- Build date: 1910
- Total produced: 20 or 25
- Configuration:: ​
- • Whyte: 2-6-0
- Gauge: 1,435 mm (4 ft 8+1⁄2 in)
- Leading dia.: 1,000 mm (39 in)
- Driver dia.: 1,350 mm (4 ft 5 in)
- Length:: ​
- • Over beams: 16,168 mm (53 ft 0.5 in)
- Axle load: 15.3 t
- Adhesive weight: 44.0 t
- Service weight: 55.1 t
- Water cap.: 12.0 m^{3} (2,600 imp gal) / 15.0 m^{3} (3,300 imp gal)
- Boiler pressure: 12 bar
- Heating surface:: ​
- • Firebox: 2.29 m^{2} (24.6 sq ft)
- • Evaporative: 137.00 m^{2} (1,474.7 sq ft)
- Cylinders: 2
- Cylinder size: 500 mm (20 in) / 750 mm (30 in)
- Piston stroke: 630 mm (25 in)
- Maximum speed: 65 km/h (40 mph)
- Indicated power: 574/750 kW
- Numbers: DRG 54 1076-1092

= Prussian G 5.5 =

The Prussian G 5.5 locomotives were early German freight locomotives with a compound engine. Unlike the otherwise identical G 5.4 they had a leading Adams axle instead of a Krauss-Helmholtz bogie. The delivery of the G 5.5 in 1910 followed directly after that of the G 5.4. A total of either 20 or 25 G 5.5 locomotives were built.

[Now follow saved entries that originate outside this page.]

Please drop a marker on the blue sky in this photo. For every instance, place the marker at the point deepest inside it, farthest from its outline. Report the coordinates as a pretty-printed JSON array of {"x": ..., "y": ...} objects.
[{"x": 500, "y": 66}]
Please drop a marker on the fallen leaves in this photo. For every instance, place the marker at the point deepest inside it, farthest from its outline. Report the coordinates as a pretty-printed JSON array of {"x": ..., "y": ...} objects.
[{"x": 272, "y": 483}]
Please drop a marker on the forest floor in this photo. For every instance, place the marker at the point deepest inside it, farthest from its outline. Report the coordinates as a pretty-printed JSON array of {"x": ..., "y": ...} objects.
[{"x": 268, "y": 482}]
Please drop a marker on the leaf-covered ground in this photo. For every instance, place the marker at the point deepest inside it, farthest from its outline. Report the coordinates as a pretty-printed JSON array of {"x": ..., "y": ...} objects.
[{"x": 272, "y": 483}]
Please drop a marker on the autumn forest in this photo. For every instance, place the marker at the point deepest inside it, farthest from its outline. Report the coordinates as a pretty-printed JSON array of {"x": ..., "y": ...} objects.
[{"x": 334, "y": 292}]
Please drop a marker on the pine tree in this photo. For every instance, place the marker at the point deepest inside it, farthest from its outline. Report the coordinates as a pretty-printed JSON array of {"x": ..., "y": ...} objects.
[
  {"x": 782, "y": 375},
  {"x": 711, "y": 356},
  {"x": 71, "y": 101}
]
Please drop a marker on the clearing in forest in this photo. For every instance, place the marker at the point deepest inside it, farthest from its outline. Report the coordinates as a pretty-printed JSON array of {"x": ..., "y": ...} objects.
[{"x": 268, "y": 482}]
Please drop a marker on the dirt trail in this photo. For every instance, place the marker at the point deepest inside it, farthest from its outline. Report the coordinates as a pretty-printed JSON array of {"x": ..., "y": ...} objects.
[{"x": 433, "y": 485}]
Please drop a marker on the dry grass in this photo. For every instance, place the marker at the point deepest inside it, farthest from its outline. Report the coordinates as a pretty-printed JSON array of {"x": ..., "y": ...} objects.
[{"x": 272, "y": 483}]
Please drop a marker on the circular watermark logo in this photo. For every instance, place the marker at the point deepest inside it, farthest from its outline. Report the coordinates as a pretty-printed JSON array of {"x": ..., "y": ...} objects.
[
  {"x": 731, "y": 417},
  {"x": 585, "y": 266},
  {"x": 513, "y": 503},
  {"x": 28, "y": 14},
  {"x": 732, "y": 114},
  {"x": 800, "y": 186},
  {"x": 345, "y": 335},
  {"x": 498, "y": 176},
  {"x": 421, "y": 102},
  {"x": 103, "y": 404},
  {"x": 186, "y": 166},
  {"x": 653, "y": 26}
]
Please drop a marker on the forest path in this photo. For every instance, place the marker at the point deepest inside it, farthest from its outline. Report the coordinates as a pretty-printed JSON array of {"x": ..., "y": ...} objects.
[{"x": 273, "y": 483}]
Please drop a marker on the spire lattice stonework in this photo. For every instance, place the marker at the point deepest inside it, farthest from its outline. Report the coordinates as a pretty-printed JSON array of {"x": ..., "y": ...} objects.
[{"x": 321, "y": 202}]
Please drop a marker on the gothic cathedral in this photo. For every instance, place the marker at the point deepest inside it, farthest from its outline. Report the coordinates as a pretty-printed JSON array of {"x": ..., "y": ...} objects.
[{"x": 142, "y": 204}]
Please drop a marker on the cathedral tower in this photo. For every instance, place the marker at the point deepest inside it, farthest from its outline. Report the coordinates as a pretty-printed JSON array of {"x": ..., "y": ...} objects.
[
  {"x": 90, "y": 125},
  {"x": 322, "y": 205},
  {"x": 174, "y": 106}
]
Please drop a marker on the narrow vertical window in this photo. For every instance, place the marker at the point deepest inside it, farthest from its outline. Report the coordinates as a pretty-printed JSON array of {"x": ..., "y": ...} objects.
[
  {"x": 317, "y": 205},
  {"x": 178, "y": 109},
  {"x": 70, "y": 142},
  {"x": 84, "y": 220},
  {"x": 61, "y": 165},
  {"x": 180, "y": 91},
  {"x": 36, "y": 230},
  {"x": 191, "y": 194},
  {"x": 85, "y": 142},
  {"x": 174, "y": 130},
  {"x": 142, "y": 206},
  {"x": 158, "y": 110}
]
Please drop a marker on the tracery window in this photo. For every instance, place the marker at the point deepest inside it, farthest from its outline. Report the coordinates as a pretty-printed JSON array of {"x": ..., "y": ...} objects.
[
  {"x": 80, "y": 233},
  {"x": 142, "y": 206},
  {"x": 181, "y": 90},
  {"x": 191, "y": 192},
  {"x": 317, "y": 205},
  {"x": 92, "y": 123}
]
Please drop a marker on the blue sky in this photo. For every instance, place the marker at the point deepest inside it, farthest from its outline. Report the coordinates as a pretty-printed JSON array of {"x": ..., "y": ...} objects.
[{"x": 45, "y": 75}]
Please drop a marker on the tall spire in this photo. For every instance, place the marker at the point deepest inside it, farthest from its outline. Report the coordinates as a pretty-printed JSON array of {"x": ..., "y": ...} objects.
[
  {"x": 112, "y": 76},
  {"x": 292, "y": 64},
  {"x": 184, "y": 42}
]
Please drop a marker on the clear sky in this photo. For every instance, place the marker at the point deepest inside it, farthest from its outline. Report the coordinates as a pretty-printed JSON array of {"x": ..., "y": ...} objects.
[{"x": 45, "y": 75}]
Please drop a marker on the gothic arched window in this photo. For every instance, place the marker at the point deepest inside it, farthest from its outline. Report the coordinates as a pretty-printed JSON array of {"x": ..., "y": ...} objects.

The Deutsche Reichsbahn took over several of these locomotives as Nos. 54 1076-1092; other sources list them as Nos. 54 1080-1082 and 1085-1092. During the Second World War, several more G 5.5's were reclaimed by the Reichsbahn from Poland: Nos. 54 1121, 1141, 1157 and 1185; other sources cite 54 1183, 1217 and 1218.

Other railways also procured this class:
- Grand Duchy of Mecklenburg Friedrich-Franz Railway: Nine locomotives, classed as G 5.4, see Mecklenburg G 5.4.
- Imperial Railways in Alsace-Lorraine: Three locomotives from 1912, see Alsace-Lorraine G 5.5.